Results of the companion biology study onto which patients were enrolled revealed that patients whose tumors harbored 1p36 loss of heterozygosity (LOH), unbalanced 11qLOH, or both had a significantly worse outcomes than patients whose tumors lacked these characteristics.19
Furthermore, because unbalanced 11qLOH was not associated with MYCN
-A, these factors may independently reflect more aggressive clinical behavior in what otherwise appears to be LR disease. In the COG NBL intermediate-risk trial ongoing at the time of this report, 1pLOH and unbalanced 11qLOH are used in addition to the factors of P9641 to assign risk and therapy. Whether these alone will improve prognostication remains to be seen. Microarray profiling has also shown promise in identifying patients with LR-NBL at greater risk for recurrence,20–23
and results of these studies might be evaluated for future risk stratification.
The chemotherapy regimen used in this study had not been used in earlier trials. At the end of scheduled chemotherapy, 81% of patients had a partial response or better. In earlier POG trials, patients with less than complete response to chemotherapy would have proceeded to surgery to remove residual disease or to additional chemotherapy.
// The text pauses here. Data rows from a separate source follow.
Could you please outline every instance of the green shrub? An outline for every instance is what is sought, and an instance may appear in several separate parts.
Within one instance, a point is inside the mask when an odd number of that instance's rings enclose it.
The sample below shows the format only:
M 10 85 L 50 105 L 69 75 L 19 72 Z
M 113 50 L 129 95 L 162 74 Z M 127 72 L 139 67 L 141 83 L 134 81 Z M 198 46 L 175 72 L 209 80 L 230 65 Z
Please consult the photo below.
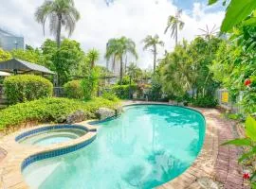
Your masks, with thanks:
M 131 94 L 137 90 L 137 85 L 131 85 Z M 114 85 L 111 91 L 120 99 L 129 99 L 130 85 Z
M 90 73 L 81 81 L 82 95 L 85 100 L 91 99 L 95 96 L 97 88 L 99 86 L 100 72 L 94 68 Z
M 202 108 L 214 108 L 217 106 L 218 101 L 213 96 L 197 97 L 192 101 L 192 104 Z
M 68 98 L 82 98 L 82 89 L 81 86 L 81 80 L 71 80 L 64 86 L 64 94 Z
M 119 101 L 119 97 L 111 91 L 104 91 L 102 94 L 102 97 L 115 102 Z
M 87 118 L 95 118 L 95 112 L 100 107 L 114 109 L 118 104 L 101 97 L 86 102 L 68 98 L 43 98 L 19 103 L 0 111 L 0 130 L 29 121 L 62 122 L 68 114 L 79 110 L 83 111 Z
M 52 96 L 52 83 L 39 76 L 18 75 L 4 80 L 4 92 L 9 104 Z

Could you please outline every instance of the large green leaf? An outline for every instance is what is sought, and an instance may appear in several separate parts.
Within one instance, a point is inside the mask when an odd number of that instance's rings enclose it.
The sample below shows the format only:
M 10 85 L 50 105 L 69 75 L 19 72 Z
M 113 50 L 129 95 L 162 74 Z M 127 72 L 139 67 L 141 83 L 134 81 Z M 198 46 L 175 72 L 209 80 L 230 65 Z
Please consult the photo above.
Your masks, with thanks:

In P9641, in which 79% of patients had less than complete response after chemotherapy, delayed resection was optional. Given the survival rates achieved on P9641, delayed resection of residual disease may not be necessary for cure of patients with LR-NBL.
In conclusion, our data demonstrate that the use of surgery alone is curative therapy for most patients with LR-NBL and that the use of chemotherapy may be restricted to specific situations. Patients need not undergo complete resection of disease to be cured by surgery alone. Children with MYCN-A stage 1 NBL and those with MYCN-NA stage 2b NBL who are ≥ 18 months of age or who have UH or diploid disease have a less favorable outcome than other low-risk patients. Further refinements of risk classification schema are needed for these patients. These refinements, further restriction of chemotherapy, and questions about the extent of surgical resection necessary for cure will be the goals of future studies.